Explain the magnetic properties of coordination compounds.

(N/A) The magnetic properties of coordination compounds of the first transition series are as follows:
For metal ions with up to three $d$-electrons,such as $Ti^{+3} (d^1)$,$V^{+3} (d^2)$,and $Cr^{+3} (d^3)$,two empty $d$-orbitals are available along with $4s$ and $4p$ orbitals for hybridization to form octahedral geometry. The magnetic behavior of these free ions and their coordination species is identical.
When more than three $d$-electrons are present,the necessary pairing of $3d$-orbitals for octahedral hybridization is not directly available.
For configurations like $d^4$ $(Cr^{+2}, Mn^{+3})$,$d^5$ $(Mn^{+2}, Fe^{+3})$,and $d^6$ $(Fe^{+2}, Co^{+3})$,a pair of empty $d$-orbitals is obtained only by pairing the electrons in the $3d$-orbitals,leaving two,one,and zero unpaired electrons respectively.
Coordination compounds containing $d^6$ ions show maximum spin pairing. However,for species containing $d^4$ and $d^5$ ions:
$[Mn(CN)_6]^{-3}$ has a magnetic moment corresponding to two unpaired electrons.
$[MnCl_6]^{-3}$ has a magnetic moment corresponding to four unpaired electrons.
$[Fe(CN)_6]^{-3}$ has a magnetic moment corresponding to one unpaired electron.
$[FeF_6]^{-3}$ has a magnetic moment corresponding to five unpaired electrons.
$[CoF_6]^{-3}$ is paramagnetic with four unpaired electrons,while $[Co(C_2O_4)_3]^{-3}$ is diamagnetic.
The reason for this discrepancy is that $[Mn(CN)_6]^{-3}$,$[Fe(CN)_6]^{-3}$,and $[Co(C_2O_4)_3]^{-3}$ are inner-orbital complexes involving $d^2sp^3$ hybridization.
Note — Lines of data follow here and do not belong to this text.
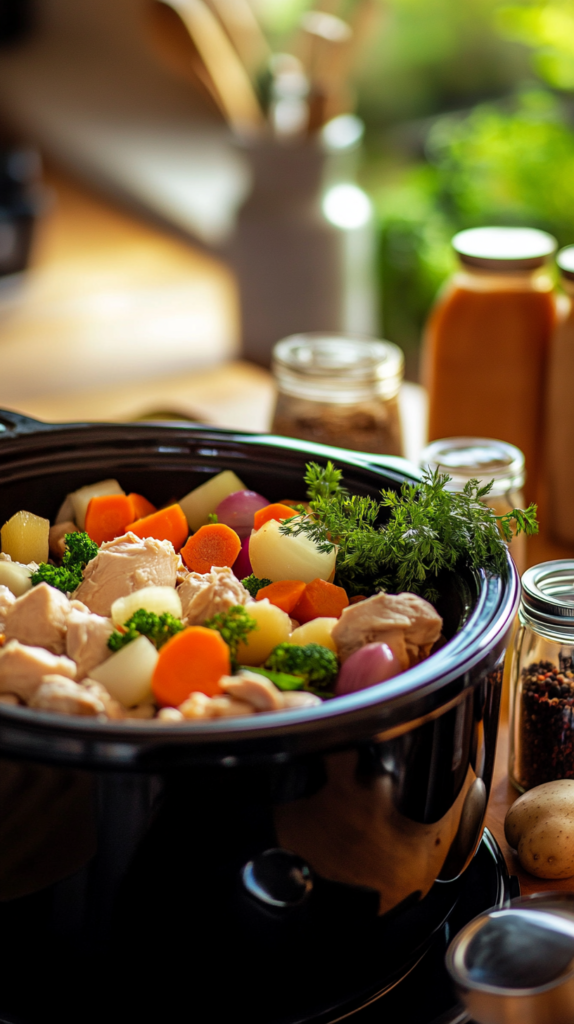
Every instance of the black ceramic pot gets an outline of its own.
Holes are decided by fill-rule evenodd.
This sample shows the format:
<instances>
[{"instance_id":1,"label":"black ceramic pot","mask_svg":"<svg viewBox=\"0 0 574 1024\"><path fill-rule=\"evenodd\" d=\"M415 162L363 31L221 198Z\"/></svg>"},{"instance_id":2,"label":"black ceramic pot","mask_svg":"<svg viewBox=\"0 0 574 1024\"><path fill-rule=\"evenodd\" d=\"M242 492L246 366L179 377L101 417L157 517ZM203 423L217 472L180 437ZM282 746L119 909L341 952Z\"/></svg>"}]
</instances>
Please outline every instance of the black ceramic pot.
<instances>
[{"instance_id":1,"label":"black ceramic pot","mask_svg":"<svg viewBox=\"0 0 574 1024\"><path fill-rule=\"evenodd\" d=\"M53 517L112 475L158 504L222 469L303 499L305 463L329 456L356 494L414 473L286 438L0 413L0 518ZM482 831L518 579L509 560L504 580L440 590L440 651L320 708L168 726L2 707L0 1015L327 1021L404 975Z\"/></svg>"}]
</instances>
Among these,$[Mn(CN)_6]^{-3}$ and $[Fe(CN)_6]^{-3}$ are paramagnetic.
$[MnCl_6]^{-3}$,$[FeF_6]^{-3}$,and $[CoF_6]^{-3}$ are outer-orbital complexes involving $sp^3d^2$ hybridization and are paramagnetic,corresponding to $4, 5,$ and $4$ unpaired electrons respectively.